Your medical billing credentialing is considered the first step toward your medical practice making a mark in the healthcare sector. Without proper and accurate credentialing and enrollment, your healthcare practice is likely to suffer the adverse impacts that can get your practice sued as well. This is why it is high time you find a professional credentialing and enrollment company that not only takes care of all documentation but also provides you with a complete revenue cycle management system for medical billing and coding credentials.
This is why, we at I-Med Claims LLC, are offering medical practices a complete package when it comes to their credentialing in the revenue cycle process along with proper credentialing and enrollment consultancy for the best results. We have a number of billing and credentialing services available for various types of medical practices. For instance, if you are a psychologist looking for a credible credentialing service, our custom credentialing and billing specialist for psychologists would be highly affordable and cost-effective for you. This will eventually save you a lot of time & money and put you in a position of stability and peace of mind when it comes to focusing on patient care.

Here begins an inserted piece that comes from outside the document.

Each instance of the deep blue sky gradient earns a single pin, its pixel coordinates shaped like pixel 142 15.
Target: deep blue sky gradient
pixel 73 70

What does it take for one to be a qualified credentialing expert? Well, scientifically speaking, a person has to spend almost 10,000 hours doing a specific job to become an expert in that domain. This is why we, at I-Med Claims LLC, have some of the most experienced credentialing experts with us in the business. These veterans have spent the major part of their lives with medical billing and credentialing companies, providing both large-scale and small-scale medical providers and healthcare practices with credentialing and recredentialing services to make sure that these practices are serving patients without having to worry about the intricate and hefty documentation processes associated with credentialing and enrollment.
Our credentialing and billing consultants are available 24/7 to provide you with cost-effective credentialing services at highly affordable rates. So contact us without wasting any more time and see your medical practice growing in revenue collections instantly.
Let’s take a look at the necessary requirements for proper credentialing of your practice. Although the essential requirements may vary based on the standards of insurance companies, the most typical ones are the following:
Fundamentally, credentialing refers to the formal validation of a medical or healthcare provider in a specific private health plan and enabling the provider to get the approval to join the network. On the other hand, the act of enrollment refers to the process through which a provider requests participation in a health insurance network.
The standard duration to complete the credentialing process takes on average 90 to 120 days. However, if you hire credentialing experts from the billing sector, you can reduce the time frame to less than 90 days as well.
Privileging includes a health care facility, for instance, a hospital authorizing providers to practice specific kinds of medicine and carry out procedures accordingly on the premises of the facility. As opposed to this, the credentialing process involves regulating and checking the licenses and certificates of the medical providers. The goal here is to check whether the credentials are in good standing or not, and evaluate if the medical practitioner is licensed to practice in the health care facility.
A credentialed provider in the healthcare sector is someone who has been vetted by insurance companies or networks with all background information along with verification of the required credentials that enables the provider to offer a specific healthcare service in the industry.